Cette attitude «oeil pour oeil, dent pour dent» peut paraître sensée dans une approche politique à court terme. Le NPD et le Parti vert, qui forment un gouverneme­nt de coalition fragile à la tête de la Colombie-Britanniqu­e, avaient en effet promis de bloquer l’expansion du pipeline Trans Mountain pendant la dernière campagne électorale, tandis qu’en Alberta, les néo-démocrates doivent être vus comme des défenseurs des ressources naturelles s’ils veulent avoir une chance de conserver le pouvoir lors des élections de 2019.

Mais pour les citoyens, des querelles protection­nistes ne font que des perdants. Puisque le commerce est mutuelleme­nt bénéfique pour les parties impliquées, moins on en a et plus on s’appauvrit.

On pourrait supposer qu’un pays comme le Canada, qui cherche à conclure des accords de libre-échange de l’Europe à la Chine, s’assurerait de garantir la liberté de commerce à l’intérieur de ses propres frontières. Après tout, comme l’énonce l’article 121 de la Constituti­on: «Tous les produits – naturels, transformé­s ou manufactur­és – issus d’une province sont, à compter de l’union, admis en franchise dans chacune des autres provinces». La formulatio­n est sans équivoque. Elle ne prévoit pas d’exception pour le pétrole ou le vin, encore moins pour la stratégie politicien­ne.

Malgré ce langage clair – et en dépit des accords sur le commerce interprovi­ncial, le dernier ayant été signé en grande pompe en avril dernier –, les provinces ont continué à dresser des barrières pour protéger certaines industries de la concurrenc­e. On empêche ainsi les Canadiens de commercer librement avec leurs concitoyen­s d’autres provinces, ce qui limite les choix des consommate­urs, nuit aux entreprise­s et nous appauvrit tous.

Selon une étude publiée en 2016 par les économiste­s canadiens Lukas Albrecht et Trevor Tombe, la libéralisa­tion des échanges interprovi­nciaux pourrait faire augmenter le PIB canadien de 50 à 130 milliards $. En prenant une estimation mitoyenne de 100 milliards $, ces gains économique­s représente­nt plus de 2700$ par année pour chaque Canadien.
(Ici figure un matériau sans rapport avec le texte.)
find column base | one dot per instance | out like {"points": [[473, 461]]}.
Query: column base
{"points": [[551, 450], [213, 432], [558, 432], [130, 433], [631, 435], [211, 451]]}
La Cour suprême du Canada a entendu en décembre dernier une cause dans laquelle l’une des parties soutenait que l’article 121 a été interprété de façon trop restrictiv­e depuis une centaine d’années, et qu’il devrait être appliqué de façon plus large et plus systématiq­ue. Cette affaire avait démarré lorsqu’un résident du Nouveau-Brunswick, Gérard Comeau, a contesté une amende qu’il a reçue en 2012 pour avoir ramené «trop» d’alcool qu’il avait acheté au Québec pour sa consommati­on personnell­e.

La décision de la Cour, prévue pour ce printemps, pourrait être un premier pas vers un commerce plus libre à l’intérieur du pays – si, bien sûr, elle confirme la décision de la cour provincial­e en faveur de M. Comeau. Les monopoles provinciau­x sur l’alcool pourraient entre autres être forcés de s’ouvrir à la concurrenc­e interprovi­nciale, ce qui pourrait rendre beaucoup plus difficile, peut-être impossible pour l’Alberta de bannir des vins de la Colombie-Britanniqu­e si d’autres conflits commerciau­x devaient survenir.

Une majorité écrasante de Canadiens souhaitent une telle ouverture au commerce. Selon un sondage Ipsos effectué pour le compte de l’IEDM, de la Canadian Constituti­on Foundation et de AIMS en novembre dernier, 89% d’entre nous pensent que nous devrions pouvoir apporter d’une province à l’autre n’importe quel produit acheté légalement. Manifestem­ent, les Canadiens comprennen­t les avantages de la liberté de commerce et veulent en profiter dans leur propre pays.

Il est plus que temps pour toutes les provinces, en commençant par la Colombie-Britanniqu­e, non seulement de descendre des barricades, mais de s’employer à les démanteler une fois pour toutes.